In case you’re wondering just how much the activities of the U.S. Forest Service and their partners help these migratory species, here’s a rundown of activities recently recognized:
The first award went to the Latin American Reserve Manager Training Program in the International Cooperation category. Started in 1989, the program was the first internationally focused, hands-on, protected area training program in Latin America. RESERVA graduates manage habitats throughout Latin America that are vital for migratory species that breed on U.S. national forests and grasslands and winter south of our borders. To date, RESERVA has graduated 458 professionals, representing 23 Latin American countries & several from 5 countries outside the region.
The Urban Communities in Conservation award went to the Greater Atlanta Pollinator Partnership: A Model for Urban Pollinator Conservation. This coalition of private and public partners has worked with communities in the Atlanta metropolitan area to create and restore viable pollinator habitats by connecting private and publically owned lands through habitat corridors. The partnership demonstrates what community engagement can achieve for conservation in urban settings.
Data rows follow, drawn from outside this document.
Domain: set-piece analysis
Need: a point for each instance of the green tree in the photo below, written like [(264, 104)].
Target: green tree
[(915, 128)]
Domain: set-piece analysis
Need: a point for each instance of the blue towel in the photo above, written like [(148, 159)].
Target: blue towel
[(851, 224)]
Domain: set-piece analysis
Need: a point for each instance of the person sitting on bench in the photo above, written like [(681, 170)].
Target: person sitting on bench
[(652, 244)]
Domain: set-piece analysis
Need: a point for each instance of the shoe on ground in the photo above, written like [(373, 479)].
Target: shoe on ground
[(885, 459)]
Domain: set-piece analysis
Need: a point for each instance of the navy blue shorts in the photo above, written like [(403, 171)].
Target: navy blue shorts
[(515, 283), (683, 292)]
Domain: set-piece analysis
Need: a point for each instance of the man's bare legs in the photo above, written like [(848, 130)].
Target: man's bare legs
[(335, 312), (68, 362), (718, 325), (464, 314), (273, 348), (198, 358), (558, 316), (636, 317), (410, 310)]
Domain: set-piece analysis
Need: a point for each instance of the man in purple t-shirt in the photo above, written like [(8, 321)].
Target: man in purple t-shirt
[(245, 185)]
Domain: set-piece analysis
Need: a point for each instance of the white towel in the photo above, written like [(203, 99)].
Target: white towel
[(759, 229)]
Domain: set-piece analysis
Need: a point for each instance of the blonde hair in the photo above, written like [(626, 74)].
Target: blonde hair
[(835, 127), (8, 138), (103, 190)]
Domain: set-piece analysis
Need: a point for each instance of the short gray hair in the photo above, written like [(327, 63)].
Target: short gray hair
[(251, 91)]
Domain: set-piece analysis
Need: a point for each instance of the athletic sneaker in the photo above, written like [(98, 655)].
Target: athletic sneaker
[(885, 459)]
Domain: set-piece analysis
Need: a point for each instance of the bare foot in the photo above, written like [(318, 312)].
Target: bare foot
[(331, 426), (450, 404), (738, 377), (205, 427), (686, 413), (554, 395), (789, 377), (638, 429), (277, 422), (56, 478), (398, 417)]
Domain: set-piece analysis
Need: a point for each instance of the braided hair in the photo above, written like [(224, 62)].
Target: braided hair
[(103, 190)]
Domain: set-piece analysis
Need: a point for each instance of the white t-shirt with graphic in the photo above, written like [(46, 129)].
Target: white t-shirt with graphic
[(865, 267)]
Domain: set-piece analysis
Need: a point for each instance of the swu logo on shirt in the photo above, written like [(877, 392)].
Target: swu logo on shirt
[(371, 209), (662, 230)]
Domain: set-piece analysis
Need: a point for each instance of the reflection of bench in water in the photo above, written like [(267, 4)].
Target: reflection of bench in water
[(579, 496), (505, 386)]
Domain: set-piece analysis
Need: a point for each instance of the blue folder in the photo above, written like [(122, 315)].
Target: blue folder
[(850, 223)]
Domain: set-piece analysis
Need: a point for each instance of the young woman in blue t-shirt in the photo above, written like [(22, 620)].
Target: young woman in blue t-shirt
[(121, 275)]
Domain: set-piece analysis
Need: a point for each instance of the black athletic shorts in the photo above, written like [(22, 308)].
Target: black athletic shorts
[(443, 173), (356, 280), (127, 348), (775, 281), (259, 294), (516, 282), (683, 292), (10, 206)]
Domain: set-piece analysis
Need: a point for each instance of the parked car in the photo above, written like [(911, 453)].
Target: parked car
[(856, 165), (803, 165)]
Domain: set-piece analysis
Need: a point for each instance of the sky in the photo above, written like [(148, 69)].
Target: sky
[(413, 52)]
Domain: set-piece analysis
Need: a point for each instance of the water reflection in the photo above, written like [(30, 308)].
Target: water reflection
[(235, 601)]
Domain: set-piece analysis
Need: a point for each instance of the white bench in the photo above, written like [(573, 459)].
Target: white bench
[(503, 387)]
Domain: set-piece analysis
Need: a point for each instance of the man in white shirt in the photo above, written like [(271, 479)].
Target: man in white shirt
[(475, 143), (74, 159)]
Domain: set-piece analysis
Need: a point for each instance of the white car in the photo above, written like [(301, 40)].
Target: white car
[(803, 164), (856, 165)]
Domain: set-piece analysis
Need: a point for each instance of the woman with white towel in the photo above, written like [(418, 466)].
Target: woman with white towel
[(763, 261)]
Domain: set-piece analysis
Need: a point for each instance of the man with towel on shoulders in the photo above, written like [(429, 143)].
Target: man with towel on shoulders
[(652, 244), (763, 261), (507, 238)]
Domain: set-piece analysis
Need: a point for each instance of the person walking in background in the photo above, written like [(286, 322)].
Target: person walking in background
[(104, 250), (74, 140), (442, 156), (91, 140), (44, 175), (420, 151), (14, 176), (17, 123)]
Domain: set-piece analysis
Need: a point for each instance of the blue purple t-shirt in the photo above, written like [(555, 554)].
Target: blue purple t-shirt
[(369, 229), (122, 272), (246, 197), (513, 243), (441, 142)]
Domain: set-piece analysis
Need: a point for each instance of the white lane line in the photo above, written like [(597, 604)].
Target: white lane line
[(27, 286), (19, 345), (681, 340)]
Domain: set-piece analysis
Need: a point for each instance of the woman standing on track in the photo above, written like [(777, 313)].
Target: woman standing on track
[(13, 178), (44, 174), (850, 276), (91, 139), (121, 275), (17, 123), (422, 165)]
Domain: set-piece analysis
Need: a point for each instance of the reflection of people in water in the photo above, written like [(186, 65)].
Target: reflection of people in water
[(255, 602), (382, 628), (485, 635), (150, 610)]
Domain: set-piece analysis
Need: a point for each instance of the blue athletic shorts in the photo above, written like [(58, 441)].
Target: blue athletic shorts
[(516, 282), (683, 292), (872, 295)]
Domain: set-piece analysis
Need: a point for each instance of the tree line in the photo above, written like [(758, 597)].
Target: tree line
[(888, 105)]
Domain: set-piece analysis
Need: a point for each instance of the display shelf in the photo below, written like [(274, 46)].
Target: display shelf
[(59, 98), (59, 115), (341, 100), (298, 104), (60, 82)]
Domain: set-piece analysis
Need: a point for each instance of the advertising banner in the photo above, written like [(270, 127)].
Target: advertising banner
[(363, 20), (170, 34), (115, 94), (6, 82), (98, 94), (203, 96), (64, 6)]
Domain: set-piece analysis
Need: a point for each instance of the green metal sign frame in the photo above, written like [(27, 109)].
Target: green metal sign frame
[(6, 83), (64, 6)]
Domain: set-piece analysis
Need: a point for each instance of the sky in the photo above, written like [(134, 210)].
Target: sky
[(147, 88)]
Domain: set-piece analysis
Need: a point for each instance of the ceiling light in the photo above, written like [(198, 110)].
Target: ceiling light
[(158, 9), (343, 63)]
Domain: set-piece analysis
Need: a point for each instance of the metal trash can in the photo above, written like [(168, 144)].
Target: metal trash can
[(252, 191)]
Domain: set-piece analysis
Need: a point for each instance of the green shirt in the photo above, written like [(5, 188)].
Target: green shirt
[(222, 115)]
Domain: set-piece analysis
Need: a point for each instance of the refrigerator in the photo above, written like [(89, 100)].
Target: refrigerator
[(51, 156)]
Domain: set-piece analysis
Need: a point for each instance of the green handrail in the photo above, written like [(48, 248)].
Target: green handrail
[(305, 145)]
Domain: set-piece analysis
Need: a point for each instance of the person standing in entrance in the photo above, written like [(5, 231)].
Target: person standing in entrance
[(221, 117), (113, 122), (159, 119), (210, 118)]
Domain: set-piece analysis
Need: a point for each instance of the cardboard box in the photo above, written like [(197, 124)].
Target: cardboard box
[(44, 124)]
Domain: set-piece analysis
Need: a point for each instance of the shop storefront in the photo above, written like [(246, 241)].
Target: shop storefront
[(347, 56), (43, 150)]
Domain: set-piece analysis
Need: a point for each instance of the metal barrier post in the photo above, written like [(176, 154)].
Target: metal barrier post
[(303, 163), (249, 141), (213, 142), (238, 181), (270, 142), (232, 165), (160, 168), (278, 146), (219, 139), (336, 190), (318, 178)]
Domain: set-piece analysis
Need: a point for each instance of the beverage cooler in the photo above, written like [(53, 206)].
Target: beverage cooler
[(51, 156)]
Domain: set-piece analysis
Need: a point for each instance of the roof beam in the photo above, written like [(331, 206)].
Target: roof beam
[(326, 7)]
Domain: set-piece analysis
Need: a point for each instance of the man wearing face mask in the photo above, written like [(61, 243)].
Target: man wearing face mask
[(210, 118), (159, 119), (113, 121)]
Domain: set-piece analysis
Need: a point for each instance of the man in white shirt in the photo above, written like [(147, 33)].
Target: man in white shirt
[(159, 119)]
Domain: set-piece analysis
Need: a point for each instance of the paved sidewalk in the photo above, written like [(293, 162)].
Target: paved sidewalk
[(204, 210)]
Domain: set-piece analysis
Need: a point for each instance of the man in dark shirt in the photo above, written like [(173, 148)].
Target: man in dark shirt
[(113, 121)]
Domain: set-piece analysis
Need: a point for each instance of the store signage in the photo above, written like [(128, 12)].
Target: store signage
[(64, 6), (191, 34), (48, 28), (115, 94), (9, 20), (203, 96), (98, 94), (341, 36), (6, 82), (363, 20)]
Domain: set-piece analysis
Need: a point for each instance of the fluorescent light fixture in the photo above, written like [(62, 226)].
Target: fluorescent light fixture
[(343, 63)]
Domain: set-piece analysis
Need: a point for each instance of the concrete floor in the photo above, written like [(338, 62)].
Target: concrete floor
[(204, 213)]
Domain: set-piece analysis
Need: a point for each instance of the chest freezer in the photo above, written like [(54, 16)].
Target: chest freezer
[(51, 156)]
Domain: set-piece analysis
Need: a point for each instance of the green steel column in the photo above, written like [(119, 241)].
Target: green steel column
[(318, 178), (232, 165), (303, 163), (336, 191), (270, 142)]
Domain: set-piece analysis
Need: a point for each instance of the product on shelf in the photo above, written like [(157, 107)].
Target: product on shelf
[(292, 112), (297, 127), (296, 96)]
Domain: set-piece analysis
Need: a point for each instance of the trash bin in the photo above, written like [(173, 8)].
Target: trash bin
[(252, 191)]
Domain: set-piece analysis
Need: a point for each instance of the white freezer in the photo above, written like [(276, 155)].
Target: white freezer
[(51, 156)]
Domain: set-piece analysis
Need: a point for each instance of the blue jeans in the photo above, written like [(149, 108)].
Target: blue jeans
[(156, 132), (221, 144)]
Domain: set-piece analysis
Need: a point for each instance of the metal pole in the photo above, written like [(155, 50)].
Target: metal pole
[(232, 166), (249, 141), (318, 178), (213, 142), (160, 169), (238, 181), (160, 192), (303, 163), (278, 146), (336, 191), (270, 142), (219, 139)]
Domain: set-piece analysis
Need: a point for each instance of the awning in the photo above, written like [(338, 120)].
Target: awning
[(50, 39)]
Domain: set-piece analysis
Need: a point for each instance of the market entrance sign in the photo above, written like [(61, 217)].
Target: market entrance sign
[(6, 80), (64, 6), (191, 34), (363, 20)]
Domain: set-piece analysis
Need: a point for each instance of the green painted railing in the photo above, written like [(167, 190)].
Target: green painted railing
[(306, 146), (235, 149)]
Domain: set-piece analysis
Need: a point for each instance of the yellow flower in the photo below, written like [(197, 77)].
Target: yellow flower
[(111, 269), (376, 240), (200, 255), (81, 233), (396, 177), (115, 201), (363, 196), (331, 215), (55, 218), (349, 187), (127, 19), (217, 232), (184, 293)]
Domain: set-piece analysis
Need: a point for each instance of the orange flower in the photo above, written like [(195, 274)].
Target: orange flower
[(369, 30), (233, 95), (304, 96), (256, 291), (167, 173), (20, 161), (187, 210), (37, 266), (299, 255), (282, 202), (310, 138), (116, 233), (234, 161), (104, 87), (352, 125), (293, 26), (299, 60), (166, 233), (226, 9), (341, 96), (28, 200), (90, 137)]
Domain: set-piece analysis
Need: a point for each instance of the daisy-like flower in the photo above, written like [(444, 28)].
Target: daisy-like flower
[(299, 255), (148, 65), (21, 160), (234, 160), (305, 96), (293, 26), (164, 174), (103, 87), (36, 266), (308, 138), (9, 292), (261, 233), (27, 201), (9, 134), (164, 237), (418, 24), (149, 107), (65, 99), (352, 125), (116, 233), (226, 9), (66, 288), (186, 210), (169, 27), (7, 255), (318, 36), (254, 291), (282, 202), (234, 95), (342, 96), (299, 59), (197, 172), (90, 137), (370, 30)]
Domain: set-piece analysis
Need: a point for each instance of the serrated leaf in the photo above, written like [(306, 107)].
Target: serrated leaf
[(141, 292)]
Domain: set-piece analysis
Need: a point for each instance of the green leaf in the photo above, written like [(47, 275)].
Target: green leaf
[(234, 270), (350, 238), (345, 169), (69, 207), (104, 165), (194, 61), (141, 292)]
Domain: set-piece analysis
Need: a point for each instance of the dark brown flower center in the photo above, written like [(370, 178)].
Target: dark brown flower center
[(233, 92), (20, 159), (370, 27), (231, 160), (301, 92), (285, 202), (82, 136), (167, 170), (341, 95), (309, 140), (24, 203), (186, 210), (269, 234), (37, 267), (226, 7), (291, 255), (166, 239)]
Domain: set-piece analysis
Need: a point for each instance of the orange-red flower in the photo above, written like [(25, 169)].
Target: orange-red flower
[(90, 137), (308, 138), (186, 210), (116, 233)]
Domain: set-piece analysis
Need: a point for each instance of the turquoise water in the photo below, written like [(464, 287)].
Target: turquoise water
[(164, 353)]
The Research Partnership Award went to the North American Bat Monitoring Program, which tackles the unprecedented threats that bats face from habitat loss and fragmentation, white-nose syndrome, wind energy development, and climate change. The North American Bat Monitoring Program documents the impact of stressors on bat populations, identifies priority species for conservation actions, and measures the effectiveness of agencies’ conservation and management actions to mitigate stressors. Partners include the U.S. Forest Service, U.S. Geological Survey, U.S. Fish and Wildlife Service, National Park Service, Department of Defense, Canadian Wildlife Service, Wildlife Conservation Society Canada, and Bat Conservation International, with assistance and input from many additional scientists and natural resource managers from the U.S., Canada, Mexico, and the United Kingdom.
The Habitat Management and Partnership Award went to Central and Southern Great Plains Migratory Bird Habitat Conservation. For more than two decades, the Rainwater Basin and Playa Lakes Joint Ventures have worked with partners to manage 200 million acres of native grassland, wetland, river and stream habitats for many important bird species across Nebraska, Kansas, Colorado, New Mexico, Oklahoma and Texas. Through public-private engagement, the nearly 70 conservation organizations and government agencies involved in the joint ventures have leveraged funding, addressed regional planning and landscape design, developed outreach and promotional materials, and collaborated with landowners to conserve the region’s bird species.
The Bird Conservation Award went to the Puerto Rican Parrot Recovery Milestone, to celebrate the wild breeding of Puerto Rican Parrots in a new area of the island. This milestone is even more impressive when we recognize that there were only 13 parrots left in the wild just 40 years ago. Partners include El Yunque National Forest, the U.S. Fish and Wildlife Service’s Puerto Rican Parrot recovery program, Puerto Rico Department of Natural and Environmental Resources and private partners. Their work has laid the foundation for future parrot population growth and for managing human use conflicts.
And the final award of the evening was in the category of Bat Conservation. The award went to Project EduBat – Education Taking Flight! The project advances bat conservation and management through robust environmental education efforts. The work taps the skills of the U.S. Forest Service, the U.S. Geological Survey, Project Underground, National Cave and Karst Research Institute, Bat Conservation International, and Prince William County Schools. Together, they have developed a wealth of new curriculum materials and resources for both formal and non-formal educators, including the only existing educational activity about white-nose syndrome.
These awards are terrific, not only because they recognize some of the outstanding work of U.S. Forest Service employees and partners, but also because they highlight the positive work carried out on behalf of a critical ecological link in America and beyond, our friends the birds, the dragonflies and the butterflies. Oh, and the bats.